Unidentified officials in the Ministry of Culture said that “a couple of MPs” reacted to the menu shared by the ministry online. Additional Director General Subrata Nath confirmed that “meat dishes” have been removed from the menu, but denied any “external interference” in the matter.

“Actually, there is no rule as such,” he told The Indian Express. “But we have to respect the museum’s tradition. So we emailed the private organisers yesterday [Tuesday].”

However, Nath later told ANI that non-vegetarian dishes were never part of the museum’s menu.

The dishes that are no longer available include fish in turmeric stew, quail/fowl/country chicken roasted in Saal leaf, offal’s pot, bati with dry fish, meat fat soup, lamb liver with chick-pea, dried fish and Mahua oil chutney.

The weeklong exhibition will demonstrate how human beings evolved due to food habits, learnt to distinguish edible from non-edible substance, food processing techniques and related architecture of the Harappans.
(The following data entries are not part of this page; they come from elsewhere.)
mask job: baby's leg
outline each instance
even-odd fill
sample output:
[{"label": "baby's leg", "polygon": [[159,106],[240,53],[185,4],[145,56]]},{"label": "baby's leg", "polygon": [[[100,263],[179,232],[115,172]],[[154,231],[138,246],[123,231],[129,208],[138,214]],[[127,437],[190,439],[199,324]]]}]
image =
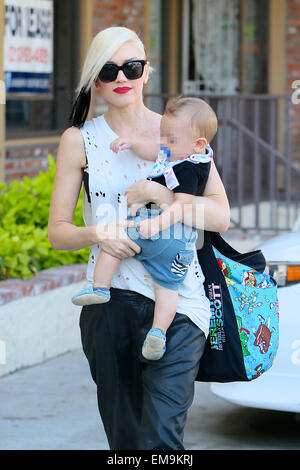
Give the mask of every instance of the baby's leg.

It will also show how climate change continues to define food security, according to PTI.

Nath pinned the blame on One Station Million Stories for putting meat dishes in the menu without discussing it in detail beforehand. “Their Harappan menu is very well researched but they should not have opted for the non-veg dishes,” he said. “In any case, we had a discussion and were able to avoid just in time what could have become an embarrassment.”

When pointed out that other museums do not have such curbs, Nath refused to comment. “This museum has so many idols of gods and goddesses, and a relic of Lord Buddha,” he added. “International dignitaries visit this museum. We have to consider these sensitivities here.”